New agencies are being proposed to take over services for New Zealand's 10,000 neediest people.
A final report released after a 14-month Productivity Commission inquiry says the 10,000 "highest-cost clients of the social services system" each cost at least $500,000 in lifetime services, costing taxpayers $6.5 billion in total.
It proposes handing control of services for those people either to a new national "Better Lives" agency or to expanded "district health and social boards" (DHSBs), which would buy services from mostly non-government "navigators" to coordinate help for needy clients in their regions.
Commission chairman Murray Sherwin said each needy family or individual would enrol with one of the new agencies, which would take over budgets for all health, education, justice-related and other social services for its clients.
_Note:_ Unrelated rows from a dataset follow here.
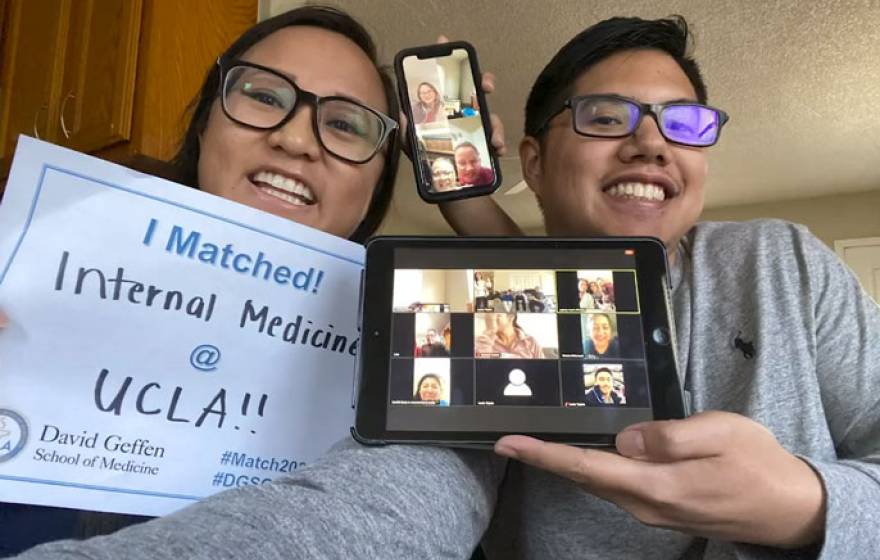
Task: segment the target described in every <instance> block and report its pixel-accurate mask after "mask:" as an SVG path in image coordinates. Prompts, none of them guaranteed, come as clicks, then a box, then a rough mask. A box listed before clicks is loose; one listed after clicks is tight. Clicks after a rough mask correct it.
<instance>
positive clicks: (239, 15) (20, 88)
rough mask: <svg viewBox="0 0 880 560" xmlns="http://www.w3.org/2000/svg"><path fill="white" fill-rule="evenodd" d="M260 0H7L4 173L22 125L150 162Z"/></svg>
mask: <svg viewBox="0 0 880 560" xmlns="http://www.w3.org/2000/svg"><path fill="white" fill-rule="evenodd" d="M257 4H258V0H223V1H222V2H221V1H216V0H0V177H5V176H6V174H7V172H8V168H9V164H10V160H11V157H12V154H13V152H14V149H15V143H16V139H17V137H18V135H19V134H27V135H31V136H38V137H40V138H42V139H45V140H48V141H50V142H55V143H57V144H61V145H64V146H68V147H70V148H73V149H75V150H78V151H82V152H88V153H93V154H96V155H98V156H99V157H103V158H105V159H110V160H113V161H118V162H120V163H123V164H124V165H131V166H135V167H141V168H147V169H153V168H154V167H155V164H157V163H158V162H161V161H165V160H168V159H170V158H171V156H173V155H174V152H175V151H176V148H177V145H178V143H179V141H180V138H181V136H182V134H183V131H184V129H185V125H186V122H187V121H186V114H185V113H186V109H187V107H188V105H189V103H190V102H191V101H192V99H193V97H194V96H195V95H196V93H197V92H198V89H199V87H200V86H201V83H202V80H203V79H204V76H205V74H206V73H207V71H208V70H209V69H210V67H211V65H212V64H213V63H214V62H215V61H216V59H217V57H218V55H219V54H220V53H222V52H223V51H224V50H225V49H226V48H227V47H228V46H229V44H231V43H232V42H233V41H234V40H235V39H236V38H237V37H238V36H239V35H240V34H241V33H242V32H243V31H245V30H246V29H247V28H249V27H250V26H252V25H253V24H254V23H255V22H256V19H257V8H258V6H257Z"/></svg>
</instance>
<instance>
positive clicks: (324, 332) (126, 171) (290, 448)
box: [0, 137, 364, 515]
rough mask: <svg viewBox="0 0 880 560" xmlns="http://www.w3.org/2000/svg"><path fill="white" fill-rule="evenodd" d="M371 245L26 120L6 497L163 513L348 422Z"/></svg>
mask: <svg viewBox="0 0 880 560" xmlns="http://www.w3.org/2000/svg"><path fill="white" fill-rule="evenodd" d="M363 259H364V249H363V247H361V246H360V245H357V244H355V243H351V242H348V241H346V240H343V239H340V238H338V237H334V236H331V235H328V234H325V233H322V232H320V231H317V230H314V229H311V228H307V227H304V226H301V225H299V224H296V223H294V222H291V221H289V220H285V219H282V218H279V217H276V216H272V215H269V214H266V213H263V212H260V211H257V210H254V209H252V208H249V207H246V206H243V205H239V204H236V203H233V202H229V201H227V200H224V199H221V198H219V197H215V196H212V195H208V194H205V193H202V192H199V191H197V190H195V189H190V188H186V187H183V186H180V185H176V184H174V183H171V182H168V181H164V180H160V179H156V178H154V177H148V176H146V175H142V174H139V173H135V172H133V171H131V170H129V169H125V168H123V167H120V166H117V165H114V164H110V163H107V162H104V161H101V160H98V159H95V158H92V157H89V156H85V155H82V154H78V153H76V152H72V151H70V150H66V149H63V148H59V147H56V146H52V145H50V144H46V143H43V142H39V141H36V140H33V139H30V138H26V137H22V138H21V139H20V140H19V143H18V150H17V152H16V156H15V161H14V165H13V169H12V174H11V176H10V179H9V182H8V185H7V189H6V194H5V198H4V200H3V204H2V207H0V309H3V310H5V312H6V313H7V315H9V317H10V320H11V324H10V326H9V327H8V328H6V329H3V330H2V331H0V501H6V502H21V503H30V504H42V505H52V506H63V507H76V508H83V509H91V510H97V511H110V512H120V513H135V514H144V515H161V514H165V513H168V512H171V511H173V510H176V509H179V508H181V507H184V506H186V505H189V504H190V503H192V502H193V501H195V500H198V499H200V498H203V497H205V496H207V495H209V494H212V493H214V492H217V491H220V490H223V489H225V488H230V487H234V486H240V485H245V484H261V483H263V482H265V481H268V480H270V479H273V478H277V477H279V476H282V475H283V474H285V473H288V472H293V471H295V470H296V469H297V468H300V467H302V466H303V465H304V464H308V463H309V462H311V461H312V460H314V459H315V458H316V457H318V456H320V455H321V454H322V453H324V452H325V451H326V450H327V449H328V448H329V447H330V446H331V445H332V444H333V443H335V442H336V441H338V440H339V439H341V438H343V437H344V436H346V434H347V433H348V430H349V428H350V427H351V425H352V420H353V411H352V408H351V396H352V385H353V371H354V366H355V355H356V354H357V347H358V344H359V332H358V327H357V301H358V290H359V286H360V274H361V270H362V267H363Z"/></svg>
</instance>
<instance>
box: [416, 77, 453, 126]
mask: <svg viewBox="0 0 880 560" xmlns="http://www.w3.org/2000/svg"><path fill="white" fill-rule="evenodd" d="M416 96H417V97H418V101H416V102H415V103H413V104H412V111H413V122H414V123H415V124H424V123H429V122H438V121H443V120H445V118H446V108H445V106H444V105H443V100H442V99H441V96H440V93H439V92H438V91H437V88H436V87H434V84H431V83H430V82H422V83H420V84H419V87H418V88H417V89H416Z"/></svg>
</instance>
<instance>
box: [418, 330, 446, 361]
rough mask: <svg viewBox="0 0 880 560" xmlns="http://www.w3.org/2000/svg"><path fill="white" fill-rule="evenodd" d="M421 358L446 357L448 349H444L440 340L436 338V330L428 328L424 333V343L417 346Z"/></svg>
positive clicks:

"The focus is not on managing up to ministers, but allowing skilled professionals at the front lines to command resource and acquire the services they need from different providers to meet the needs of those in front of them," he said.
"This could start quite small, I think, and build up.... The key feature is trying to get the energy and the professional decision-making right at the coal face."
The new report is part of a package of Government initiatives aimed at encouraging schools, doctors and other social services to work together to help families with complex issues such as family violence and addictions. Other initiatives include children's teams, which already allocate a "lead professional" to coordinate services for families with children, and Whanau Ora, which appoints "navigators" to help families develop whanau plans and bring in services to help them achieve those plans.
A review of Child, Youth and Family, due to be released this month, is expected to recommend similar changes to bring agencies together when people report concerns about children at risk.
The Productivity Commission's interim report in April suggested handing over funding directly through "vouchers" to the people who need services, allowing them to choose the services they want to buy.
Its final report recognises that vouchers are only suitable for some services - specifically home-based support of older people, respite services, family services, and drug and alcohol rehabilitation.
It divides New Zealanders into four quadrants:
• Low needs and high client capacity (the vast majority). These people would still be able to choose specific schools, doctors and other services when they need them, and state funding would follow their choices as it does now. The report says this is already a kind of "voucher" system.
• Low needs and low client capacity (such as an older person with specific care needs). Services for these people would continue to be provided by state agencies or through contracts with non-government agencies.
• High needs and high client capacity (such as someone with a physical disability but full mental capacity). The report proposes handing budgets to these people so they can choose and buy their own services.
• High needs and low client capacity (people with complex needs). These are the "10,000 highest-cost clients" and would be helped by "navigators" working closely with the clients to get help from multiple agencies.
The report says this last group could be funded through a new "Better Lives" agency with a budget to fund "commissioning agencies" such as Whanau Ora commissioning entities and other non-profit groups, which in turn would fund "navigators" with budgets to buy services from multiple sources for each enrolled client.
Alternatively, district health boards could be given a wider mandate to buy social services for their neediest clients from multiple agencies.
Mr Sherwin says other options could also be possible, such as extending the role of the children's teams that are already being set up.
Council of Christian Social Services director Trevor McGlinchey says he supports the principle of handing control of budgets for needy clients to local communities, but he warns that focusing purely on the 10,000 needy individuals or nuclear families misses the need to build the strength of the wider whanau and community around them.
"If you are funding an organisation to deliver a series of outcomes [for a particular client], and at the same time that organisation makes a wider contribution to the community, that wider contribution should be valued," he says.
"This report rejects that, saying we are only interested in the outcomes. We would say that tends to open up the field to private providers, and we would say a good community-based social service organisation able to deliver the service and achieve community value and community cohesion and community development and empowerment should all be taken into account."
Auckland City Missioner Dame Diane Robertson says the report proposes new layers of bureaucracy and "navigators" to coordinate different services, when the best answer would be to provide a single integrated service for each client in need.
She says mission research with 100 needy families last year found that families did actually understand the system and did not need "navigators". They simply needed help with the basics of adequate food, housing and income so that they had time and energy to tackle other issues such as mental health or addictions.
"We need to rethink," she says.
"We have foodbanks. We give people six food parcels a year. It would be better for the foodbanks to get together and take so many families and provide a food parcel every two weeks for a year and at the same time look at other issues with them."
Finance Minister Bill English and State Services Minister Paula Bennett say they will consider the report's recommendations.
"It is clear that further ongoing change is needed," they said. "This report provides a useful road map to drive further improvement."